Mouila : la marche vers Libreville, nouveau moyen de se faire entendre ?

Des commerçantes du Carrefour Moussa ont entamé une marche en direction de Libreville afin de rencontrer le président de la République et la Première dame. Elles souhaitent exprimer leur soutien au couple présidentiel, tout en réclamant la construction d’un marché, d’une caserne de sapeurs-pompiers, de routes et d’écoles.
À Mouila, cette scène devient presque une habitude. Après d’autres groupes de citoyens ayant choisi la marche vers Libreville pour faire entendre leurs revendications, ce sont désormais des commerçantes qui empruntent le même chemin. Un constat qui traduit moins une simple mobilisation qu’un profond dysfonctionnement des mécanismes de dialogue entre les populations et les autorités.

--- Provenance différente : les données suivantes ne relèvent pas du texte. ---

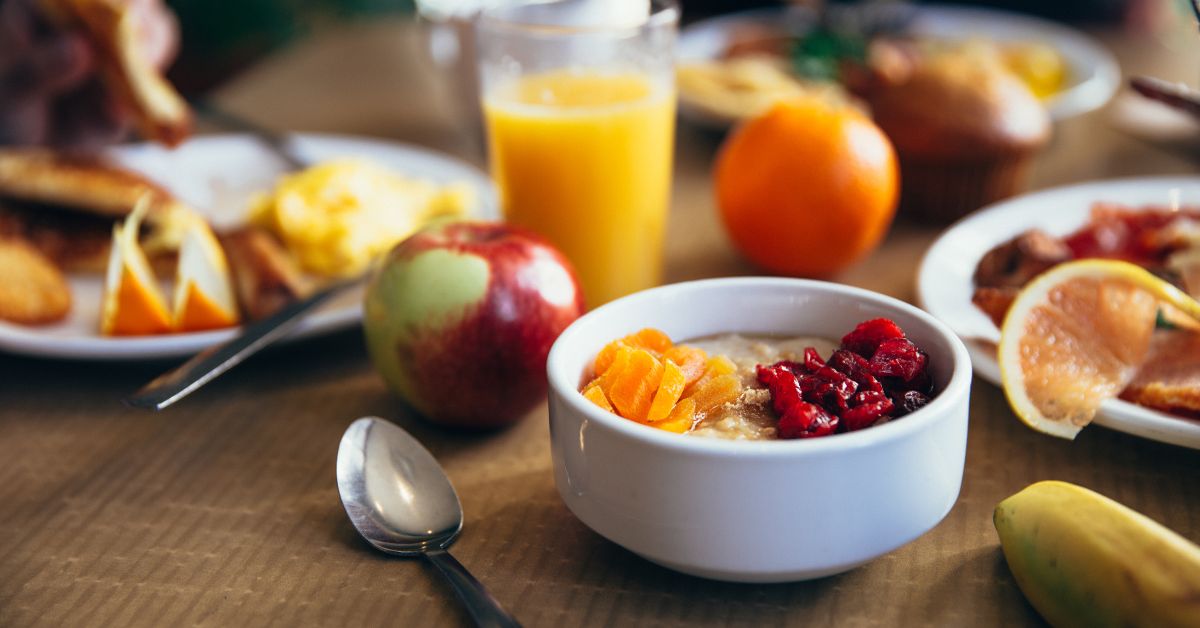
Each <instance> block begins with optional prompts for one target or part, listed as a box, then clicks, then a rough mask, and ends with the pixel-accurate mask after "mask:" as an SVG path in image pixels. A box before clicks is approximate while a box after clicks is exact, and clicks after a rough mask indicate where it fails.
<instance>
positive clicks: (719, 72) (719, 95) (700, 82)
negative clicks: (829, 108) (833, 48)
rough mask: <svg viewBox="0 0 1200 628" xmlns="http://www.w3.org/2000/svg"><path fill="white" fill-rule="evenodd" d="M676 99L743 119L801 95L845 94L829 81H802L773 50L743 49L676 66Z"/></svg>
mask: <svg viewBox="0 0 1200 628" xmlns="http://www.w3.org/2000/svg"><path fill="white" fill-rule="evenodd" d="M676 82H677V84H678V88H679V101H680V104H682V106H683V107H690V108H692V109H695V110H697V112H700V113H701V114H703V115H707V116H712V118H715V119H718V120H744V119H749V118H752V116H755V115H758V114H761V113H763V112H766V110H767V109H770V107H772V106H774V104H775V103H776V102H782V101H790V100H796V98H805V97H818V98H828V100H840V101H845V100H847V97H848V96H847V94H846V92H845V90H842V89H841V88H840V86H838V85H836V84H833V83H815V82H803V80H800V79H798V78H797V77H796V76H794V74H792V73H791V72H790V71H788V68H787V64H786V61H784V60H782V59H780V58H778V56H772V55H762V54H758V55H745V56H733V58H731V59H718V60H714V61H704V62H695V61H694V62H684V64H680V65H679V68H678V70H677V71H676Z"/></svg>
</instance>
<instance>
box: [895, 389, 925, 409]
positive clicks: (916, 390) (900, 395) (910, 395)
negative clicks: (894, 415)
mask: <svg viewBox="0 0 1200 628" xmlns="http://www.w3.org/2000/svg"><path fill="white" fill-rule="evenodd" d="M899 401H900V402H899V403H898V405H896V406H898V407H896V414H898V415H904V414H912V413H913V412H917V411H918V409H920V408H923V407H925V403H929V396H928V395H925V394H924V393H922V391H920V390H906V391H905V393H904V394H902V395H900V400H899Z"/></svg>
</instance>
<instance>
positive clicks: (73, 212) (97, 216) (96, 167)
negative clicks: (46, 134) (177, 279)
mask: <svg viewBox="0 0 1200 628" xmlns="http://www.w3.org/2000/svg"><path fill="white" fill-rule="evenodd" d="M142 197H145V198H146V203H148V208H146V217H145V225H144V226H143V229H142V233H140V238H142V240H143V247H144V249H145V250H146V253H148V255H149V256H150V258H151V262H152V263H154V265H155V268H166V267H172V262H173V261H174V258H173V256H174V252H175V251H178V250H179V244H180V239H181V237H182V235H181V234H182V231H184V229H182V227H184V226H185V225H186V219H187V217H188V216H190V215H191V214H193V211H192V210H191V209H190V208H187V207H186V205H184V204H182V203H180V202H179V201H176V199H175V198H174V197H173V196H172V195H170V192H168V191H167V190H164V189H162V187H161V186H158V185H156V184H154V183H152V181H150V180H149V179H146V178H145V177H143V175H140V174H138V173H136V172H132V171H128V169H125V168H121V167H119V166H116V165H113V163H110V162H108V161H106V160H103V159H102V157H98V156H95V155H77V154H70V152H60V151H53V150H46V149H8V150H0V235H8V237H17V238H22V239H24V240H28V241H29V243H30V244H31V245H34V246H35V247H36V249H37V250H38V251H41V252H42V255H44V256H47V257H49V258H50V259H52V261H54V262H55V263H56V264H59V265H60V267H61V268H62V269H64V270H67V271H102V270H103V269H104V265H106V264H107V261H108V253H109V247H110V244H112V232H113V223H114V222H116V221H119V220H122V219H124V217H125V216H127V215H128V214H130V213H131V211H132V210H133V208H134V207H136V205H137V203H138V201H139V199H140V198H142Z"/></svg>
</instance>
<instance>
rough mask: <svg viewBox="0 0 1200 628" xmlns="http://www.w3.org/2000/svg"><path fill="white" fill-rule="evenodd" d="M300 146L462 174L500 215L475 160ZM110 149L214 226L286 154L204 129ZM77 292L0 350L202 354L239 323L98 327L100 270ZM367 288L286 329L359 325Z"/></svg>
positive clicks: (278, 163)
mask: <svg viewBox="0 0 1200 628" xmlns="http://www.w3.org/2000/svg"><path fill="white" fill-rule="evenodd" d="M294 137H295V148H296V151H298V152H299V154H300V155H301V156H304V157H305V159H307V160H310V161H312V162H314V163H316V162H318V161H324V160H329V159H334V157H346V156H350V157H362V159H366V160H371V161H373V162H376V163H379V165H382V166H384V167H388V168H391V169H395V171H396V172H397V173H402V174H406V175H409V177H415V178H421V179H427V180H431V181H434V183H438V184H448V183H455V181H464V183H467V184H468V185H470V186H472V187H474V189H475V191H476V195H475V196H476V198H478V199H479V201H478V203H476V207H474V208H472V215H474V216H478V217H484V219H494V217H496V216H498V209H497V208H498V207H499V205H498V202H497V197H496V191H494V189H493V187H492V184H491V181H490V180H488V179H487V177H486V175H484V173H481V172H479V169H476V168H475V167H473V166H470V165H467V163H464V162H460V161H457V160H454V159H451V157H448V156H445V155H442V154H438V152H433V151H431V150H426V149H422V148H415V146H408V145H404V144H397V143H392V142H380V140H373V139H365V138H352V137H338V136H322V134H298V136H294ZM110 154H112V157H114V159H115V161H118V162H120V163H124V165H125V166H127V167H130V168H132V169H136V171H139V172H142V173H145V174H146V177H149V178H150V179H151V180H154V181H157V183H158V184H161V185H163V186H164V187H167V189H168V190H170V191H172V192H174V193H175V195H176V196H178V197H179V198H181V199H182V201H184V202H186V203H188V204H190V205H192V207H193V208H194V209H197V210H198V211H200V213H202V214H204V215H205V216H206V217H208V219H209V220H210V221H211V222H212V225H214V226H216V227H218V228H220V227H229V226H234V225H238V223H239V222H240V221H241V220H242V216H245V211H246V207H247V201H248V199H250V197H251V196H252V195H253V193H256V192H260V191H264V190H268V189H269V187H270V186H271V185H274V183H275V181H276V179H278V177H280V175H281V174H283V173H284V166H283V163H282V162H281V161H280V160H278V157H276V156H275V155H272V154H271V151H270V150H268V149H266V148H264V146H263V145H262V144H260V143H259V142H258V140H256V139H253V138H252V137H248V136H205V137H198V138H194V139H191V140H188V142H187V143H185V144H184V145H181V146H180V148H178V149H174V150H168V149H164V148H162V146H160V145H156V144H136V145H128V146H120V148H116V149H113V150H112V152H110ZM70 281H71V292H72V298H73V304H72V310H71V315H70V316H68V317H67V319H66V321H64V322H62V323H59V324H55V325H47V327H22V325H14V324H10V323H4V322H0V351H6V352H12V353H23V354H28V355H42V357H52V358H77V359H100V360H119V359H151V358H173V357H181V355H188V354H192V353H196V352H198V351H200V349H203V348H205V347H209V346H211V345H214V343H217V342H223V341H226V340H229V339H230V337H233V336H234V335H235V334H236V330H235V329H222V330H217V331H198V333H192V334H170V335H162V336H144V337H104V336H101V335H98V334H97V327H98V324H100V323H98V321H100V301H101V291H102V279H101V277H100V276H98V275H95V276H78V275H77V276H72V277H70ZM361 299H362V293H361V291H350V292H348V293H346V294H343V295H342V297H341V298H337V299H335V300H332V301H330V303H328V304H325V305H323V306H322V307H320V309H318V310H317V311H316V312H313V313H312V315H310V316H308V317H307V318H306V319H305V321H302V322H301V323H300V324H299V325H298V328H296V329H295V330H294V331H293V333H292V334H290V335H289V336H288V337H289V339H300V337H308V336H313V335H317V334H324V333H329V331H335V330H338V329H344V328H348V327H353V325H355V324H358V323H359V321H361V318H362V311H361V304H360V301H361Z"/></svg>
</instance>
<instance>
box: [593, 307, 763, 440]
mask: <svg viewBox="0 0 1200 628" xmlns="http://www.w3.org/2000/svg"><path fill="white" fill-rule="evenodd" d="M736 371H737V367H736V366H734V364H733V363H732V361H730V359H728V358H726V357H724V355H713V357H709V355H708V353H706V352H704V351H703V349H700V348H696V347H689V346H686V345H673V343H672V342H671V339H670V336H667V335H666V334H664V333H662V331H660V330H658V329H649V328H648V329H642V330H641V331H637V333H635V334H630V335H628V336H624V337H622V339H618V340H614V341H612V342H610V343H607V345H605V347H604V348H601V349H600V352H599V353H598V354H596V358H595V361H594V363H593V372H594V377H593V379H592V381H590V382H588V383H587V385H584V387H583V391H582V394H583V396H584V397H587V399H588V400H590V401H592V402H593V403H595V405H596V406H599V407H601V408H604V409H607V411H608V412H612V413H614V414H618V415H620V417H624V418H626V419H631V420H636V421H638V423H644V424H647V425H652V426H654V427H659V429H661V430H666V431H672V432H686V431H688V430H690V429H691V427H692V425H694V424H695V423H696V420H698V419H701V418H702V417H703V415H704V414H706V413H708V412H712V411H713V409H715V408H719V407H721V406H724V405H726V403H730V402H732V401H736V400H737V399H738V397H739V396H740V395H742V381H740V379H739V378H738V376H737V375H736Z"/></svg>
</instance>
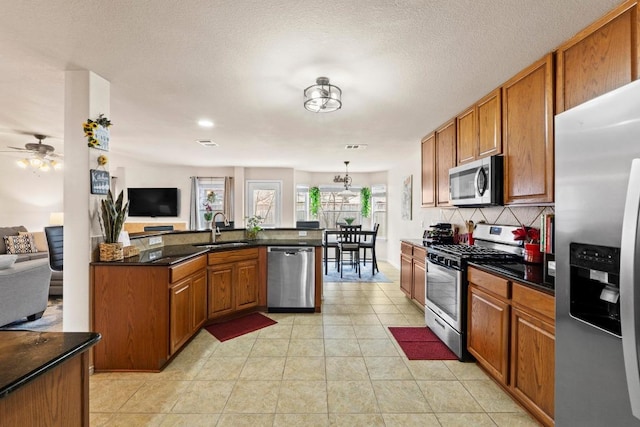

Comment expliquer qu’au XXIᵉ siècle, des citoyens estiment qu’il faut parcourir des centaines de kilomètres à pied pour espérer attirer l’attention sur des besoins aussi élémentaires ? Cette situation pose une question essentielle : les institutions locales jouent-elles encore pleinement leur rôle ? Si les habitants ne font plus confiance aux canaux administratifs, c’est toute la chaîne de gouvernance qui se trouve interrogée.
Au-delà du symbole, cette marche révèle une réalité préoccupante : pour certains citoyens, l’accès au chef de l’État semble être perçu comme le seul moyen d’obtenir des réponses à des problèmes qui devraient pourtant être traités au niveau local. Un paradoxe qui met en lumière les limites de la décentralisation et le fossé persistant entre les attentes des populations et le fonctionnement des institutions.